Serial Netflix "Adolescence" (2025) menyuguhkan gambaran mengerikan tentang femisida yang berakar pada misogini dan kultur involuntary celibate (incel) yang berkembang pesat di ranah digital. Kisah ini berpusat pada Jamie Miller, remaja 13 tahun yang diperankan dengan apik oleh Owen Cooper, yang menyimpan amarah dan kebencian mendalam terhadap teman sekolahnya, Katie. Penolakan cinta Katie, di tengah kerapuhannya akibat tersebarnya foto vulgar, melukai ego Jamie dan memicu tindakan kekerasan yang berujung pada kejahatan.

Lantas, apa yang sebenarnya terjadi pada Jamie?

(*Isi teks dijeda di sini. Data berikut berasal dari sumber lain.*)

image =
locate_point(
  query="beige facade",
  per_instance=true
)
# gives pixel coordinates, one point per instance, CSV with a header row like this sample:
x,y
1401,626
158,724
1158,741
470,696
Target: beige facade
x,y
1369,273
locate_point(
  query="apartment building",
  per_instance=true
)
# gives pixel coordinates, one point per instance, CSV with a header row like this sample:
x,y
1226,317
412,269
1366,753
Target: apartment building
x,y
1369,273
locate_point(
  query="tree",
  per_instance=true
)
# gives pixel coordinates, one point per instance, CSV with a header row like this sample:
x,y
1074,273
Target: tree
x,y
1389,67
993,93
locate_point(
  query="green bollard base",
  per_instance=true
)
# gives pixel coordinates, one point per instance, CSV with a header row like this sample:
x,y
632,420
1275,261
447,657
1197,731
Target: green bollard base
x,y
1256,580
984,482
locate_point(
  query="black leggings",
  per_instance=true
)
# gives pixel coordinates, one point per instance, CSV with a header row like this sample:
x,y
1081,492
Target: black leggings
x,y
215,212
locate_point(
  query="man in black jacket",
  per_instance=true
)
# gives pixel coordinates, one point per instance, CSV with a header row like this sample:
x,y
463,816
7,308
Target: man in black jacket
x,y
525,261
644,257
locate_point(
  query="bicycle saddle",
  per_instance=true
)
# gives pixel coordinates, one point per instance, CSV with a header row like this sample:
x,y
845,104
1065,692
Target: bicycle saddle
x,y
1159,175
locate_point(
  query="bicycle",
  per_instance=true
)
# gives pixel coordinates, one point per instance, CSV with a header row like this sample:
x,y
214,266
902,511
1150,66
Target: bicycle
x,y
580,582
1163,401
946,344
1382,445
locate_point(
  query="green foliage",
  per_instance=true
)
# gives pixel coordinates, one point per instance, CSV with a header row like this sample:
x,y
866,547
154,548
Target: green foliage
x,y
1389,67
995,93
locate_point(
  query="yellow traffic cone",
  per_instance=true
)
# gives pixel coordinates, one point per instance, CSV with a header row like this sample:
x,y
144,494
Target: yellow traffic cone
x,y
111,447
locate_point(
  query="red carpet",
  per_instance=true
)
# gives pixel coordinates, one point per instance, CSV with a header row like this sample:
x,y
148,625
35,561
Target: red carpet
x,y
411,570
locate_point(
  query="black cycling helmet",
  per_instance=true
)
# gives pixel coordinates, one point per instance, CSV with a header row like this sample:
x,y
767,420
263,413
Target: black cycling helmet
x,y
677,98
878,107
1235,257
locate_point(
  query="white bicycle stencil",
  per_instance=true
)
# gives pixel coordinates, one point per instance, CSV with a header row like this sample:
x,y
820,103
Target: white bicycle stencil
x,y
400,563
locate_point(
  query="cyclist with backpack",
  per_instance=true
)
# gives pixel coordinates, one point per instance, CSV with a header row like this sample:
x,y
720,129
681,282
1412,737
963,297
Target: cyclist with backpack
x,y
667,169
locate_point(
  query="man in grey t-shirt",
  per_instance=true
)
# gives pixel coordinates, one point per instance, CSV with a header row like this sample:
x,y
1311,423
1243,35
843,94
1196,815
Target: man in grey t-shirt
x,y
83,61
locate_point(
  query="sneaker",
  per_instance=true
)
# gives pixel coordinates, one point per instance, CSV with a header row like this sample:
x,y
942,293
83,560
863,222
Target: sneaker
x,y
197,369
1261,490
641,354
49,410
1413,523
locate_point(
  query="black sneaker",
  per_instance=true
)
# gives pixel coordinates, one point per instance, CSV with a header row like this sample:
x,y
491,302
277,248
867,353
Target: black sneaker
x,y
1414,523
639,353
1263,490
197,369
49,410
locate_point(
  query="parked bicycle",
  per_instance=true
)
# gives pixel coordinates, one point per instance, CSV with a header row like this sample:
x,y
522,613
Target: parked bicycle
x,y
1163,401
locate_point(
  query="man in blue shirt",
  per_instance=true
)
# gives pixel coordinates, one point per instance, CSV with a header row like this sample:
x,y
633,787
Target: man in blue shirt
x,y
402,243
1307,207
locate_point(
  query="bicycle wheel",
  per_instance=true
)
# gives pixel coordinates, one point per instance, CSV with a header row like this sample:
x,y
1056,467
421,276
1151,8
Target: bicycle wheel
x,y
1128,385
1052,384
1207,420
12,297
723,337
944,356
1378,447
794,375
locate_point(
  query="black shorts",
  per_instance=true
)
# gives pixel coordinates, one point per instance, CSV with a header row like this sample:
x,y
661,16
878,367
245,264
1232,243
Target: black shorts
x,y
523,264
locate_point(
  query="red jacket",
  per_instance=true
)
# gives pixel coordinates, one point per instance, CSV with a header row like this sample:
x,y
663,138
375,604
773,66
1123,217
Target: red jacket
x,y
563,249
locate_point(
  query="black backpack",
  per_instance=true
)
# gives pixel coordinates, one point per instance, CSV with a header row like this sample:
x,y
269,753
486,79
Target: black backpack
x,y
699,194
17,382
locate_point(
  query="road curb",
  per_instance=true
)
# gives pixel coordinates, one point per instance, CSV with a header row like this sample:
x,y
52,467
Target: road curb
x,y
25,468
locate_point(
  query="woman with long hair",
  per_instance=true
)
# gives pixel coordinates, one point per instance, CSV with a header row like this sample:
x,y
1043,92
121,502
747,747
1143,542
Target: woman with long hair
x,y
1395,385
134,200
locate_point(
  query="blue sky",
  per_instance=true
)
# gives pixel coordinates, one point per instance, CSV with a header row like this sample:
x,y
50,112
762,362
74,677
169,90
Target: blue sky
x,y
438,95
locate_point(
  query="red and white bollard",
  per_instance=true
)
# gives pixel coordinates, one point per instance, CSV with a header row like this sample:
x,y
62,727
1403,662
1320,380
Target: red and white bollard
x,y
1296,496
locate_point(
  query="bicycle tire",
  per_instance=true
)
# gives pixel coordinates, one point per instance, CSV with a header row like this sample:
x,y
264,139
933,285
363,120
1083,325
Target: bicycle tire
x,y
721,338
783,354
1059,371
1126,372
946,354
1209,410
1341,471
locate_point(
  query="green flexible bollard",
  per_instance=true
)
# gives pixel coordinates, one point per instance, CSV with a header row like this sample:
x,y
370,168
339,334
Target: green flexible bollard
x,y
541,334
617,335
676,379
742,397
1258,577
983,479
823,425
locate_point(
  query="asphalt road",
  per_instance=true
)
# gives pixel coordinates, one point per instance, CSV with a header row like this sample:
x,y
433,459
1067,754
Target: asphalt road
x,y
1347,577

Apa yang terlewatkan oleh orang tuanya, Eddie dan Manda, dalam proses tumbuh kembangnya? Bagaimana keluarga yang tampak normal dapat membesarkan seorang pembunuh? Pertanyaan-pertanyaan inilah yang menghantui penonton hingga episode terakhir.

Di tengah persiapan sidang vonis Jamie, Eddie dan Manda tersadar akan jurang pemisah yang lebar antara mereka dan dunia yang dijalani putra mereka. Manda mengenang kebiasaan Jamie yang selalu mengurung diri di kamar, tenggelam dalam dunia komputernya hingga larut malam.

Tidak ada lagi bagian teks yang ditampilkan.